RNA extraction from cells cultured on ACCs

We have tried to perform RNA extraction from MSC growing and differentiating cells using several protocols. The protocol described here is the adaptation from the manufacturer’s instructions with which we were able to successfully extract RNA from MSC cells growing and differentiating on a carbon cloth matrix.

Commercial kit used: Purelink RNA Mini Kit (Life Technologies, 12183018A). Manufacturer’s full protocol is available on their webpage.

Lysis and Homogenization of cells on ACCs

  1. Remove the growth medium from the wells.
  2. Add 700 µl of Lysis Buffer with 2-mercaptoethanol freshly added, vortex.
  3. Transfer the lysate to a 1.5 mL RNase–free tube and pass 5–10 times through the pipette tip.
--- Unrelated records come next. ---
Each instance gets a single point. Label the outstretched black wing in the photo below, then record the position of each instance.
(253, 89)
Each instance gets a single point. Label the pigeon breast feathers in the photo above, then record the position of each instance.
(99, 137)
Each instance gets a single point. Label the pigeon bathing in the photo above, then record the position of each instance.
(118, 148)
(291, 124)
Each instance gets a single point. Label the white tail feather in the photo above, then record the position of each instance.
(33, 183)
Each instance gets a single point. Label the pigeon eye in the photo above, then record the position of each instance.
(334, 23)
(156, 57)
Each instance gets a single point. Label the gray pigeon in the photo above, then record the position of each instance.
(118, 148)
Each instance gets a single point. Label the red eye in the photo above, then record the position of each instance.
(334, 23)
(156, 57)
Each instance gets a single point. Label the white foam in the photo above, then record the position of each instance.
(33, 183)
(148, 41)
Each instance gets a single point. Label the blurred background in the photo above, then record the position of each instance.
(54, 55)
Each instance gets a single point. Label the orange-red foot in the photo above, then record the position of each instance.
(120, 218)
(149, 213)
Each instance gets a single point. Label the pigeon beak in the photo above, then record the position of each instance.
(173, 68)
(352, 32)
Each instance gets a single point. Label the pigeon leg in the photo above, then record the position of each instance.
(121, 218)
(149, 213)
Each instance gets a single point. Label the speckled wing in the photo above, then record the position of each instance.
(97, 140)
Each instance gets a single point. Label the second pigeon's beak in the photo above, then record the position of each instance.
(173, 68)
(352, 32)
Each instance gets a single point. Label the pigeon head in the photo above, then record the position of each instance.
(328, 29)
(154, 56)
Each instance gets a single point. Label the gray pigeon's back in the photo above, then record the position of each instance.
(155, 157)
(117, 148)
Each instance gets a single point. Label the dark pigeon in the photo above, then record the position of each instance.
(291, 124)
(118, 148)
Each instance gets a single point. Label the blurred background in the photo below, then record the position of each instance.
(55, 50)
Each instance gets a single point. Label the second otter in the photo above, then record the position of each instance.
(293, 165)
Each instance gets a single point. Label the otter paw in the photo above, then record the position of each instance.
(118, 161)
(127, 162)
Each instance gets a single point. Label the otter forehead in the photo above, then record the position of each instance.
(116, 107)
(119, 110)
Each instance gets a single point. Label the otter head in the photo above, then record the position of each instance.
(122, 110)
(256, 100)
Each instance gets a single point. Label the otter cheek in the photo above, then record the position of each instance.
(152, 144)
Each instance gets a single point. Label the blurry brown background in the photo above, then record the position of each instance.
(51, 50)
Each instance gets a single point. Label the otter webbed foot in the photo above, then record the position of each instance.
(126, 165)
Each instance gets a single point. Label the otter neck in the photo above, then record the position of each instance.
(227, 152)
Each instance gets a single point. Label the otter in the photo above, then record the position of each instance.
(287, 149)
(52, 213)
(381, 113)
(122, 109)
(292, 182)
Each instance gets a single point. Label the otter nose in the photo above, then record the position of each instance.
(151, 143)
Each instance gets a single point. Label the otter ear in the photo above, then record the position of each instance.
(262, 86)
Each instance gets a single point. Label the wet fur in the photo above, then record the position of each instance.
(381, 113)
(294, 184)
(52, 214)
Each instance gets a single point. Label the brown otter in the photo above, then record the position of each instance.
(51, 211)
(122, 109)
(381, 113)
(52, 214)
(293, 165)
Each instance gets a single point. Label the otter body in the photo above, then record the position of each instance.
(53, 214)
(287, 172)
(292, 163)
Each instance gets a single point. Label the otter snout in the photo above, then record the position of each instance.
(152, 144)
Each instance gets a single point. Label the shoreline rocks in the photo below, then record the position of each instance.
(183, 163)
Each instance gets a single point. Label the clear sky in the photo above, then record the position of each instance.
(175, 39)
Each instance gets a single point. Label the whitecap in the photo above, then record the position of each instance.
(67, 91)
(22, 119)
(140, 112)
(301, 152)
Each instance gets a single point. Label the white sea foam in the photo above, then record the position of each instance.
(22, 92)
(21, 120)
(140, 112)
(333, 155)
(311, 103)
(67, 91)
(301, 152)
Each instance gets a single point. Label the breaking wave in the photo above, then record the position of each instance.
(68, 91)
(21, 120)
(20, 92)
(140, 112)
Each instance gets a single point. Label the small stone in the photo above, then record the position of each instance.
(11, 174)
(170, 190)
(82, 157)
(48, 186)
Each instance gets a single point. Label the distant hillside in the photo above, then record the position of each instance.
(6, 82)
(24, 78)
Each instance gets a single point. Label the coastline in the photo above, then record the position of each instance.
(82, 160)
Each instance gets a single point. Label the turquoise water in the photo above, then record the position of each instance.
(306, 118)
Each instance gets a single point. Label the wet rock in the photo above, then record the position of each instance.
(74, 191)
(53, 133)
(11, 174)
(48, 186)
Binding, Washing, and Elution

  1. Add one volume of RNAse free 70% ethanol
  2. Vortex to mix thoroughly and to disperse any visible precipitate that may form after adding ethanol.
  3. Transfer up to 700 µL of the sample (including any remaining precipitate) to the Spin Cartridge (with the Collection Tube).
  4. Centrifuge at 12,000 × g for 15 seconds at room temperature. Discard the flow-through, and reinsert the Spin Cartridge into the same Collection Tube.
  5. Repeat Steps 3–4 until the entire sample is processed.
  6. Add 700 µL Wash Buffer I to the Spin Cartridge. Centrifuge at 12,000 × g for 15 seconds at room temperature. Discard the flow-through and the Collection Tube. Place the Spin Cartridge into a new Collection Tube.
  7. Add 500 μL Wash Buffer II with ethanol to the Spin Cartridge.
  8. Centrifuge at 12,000 × g for 15 seconds at room temperature. Discard the flow-through and reinsert the Spin Cartridge into the same Collection Tube.
  9. Repeat Steps 7–8 once.
  10. Centrifuge the Spin Cartridge at 12,000 × g for 1-2 minutes to dry the membrane with attached the RNA. Discard the Collection Tube and insert the Spin Cartridge into a Recovery Tube.
  11. Add 30 μL–3 × 100 μL RNase–Free Water to the center of the Spin Cartridge.
  12. Incubate at room temperature for 1 minute.
  13. Centrifuge the Spin Cartridge for 2 minutes at ≥12,000 × g at room temperature to elute the RNA from the membrane into the Recovery tube.
  14. Proceed to Analyzing RNA Yield and Quality on nanodrop and on a non-denaturing gel.
  15. Store at -80ºC.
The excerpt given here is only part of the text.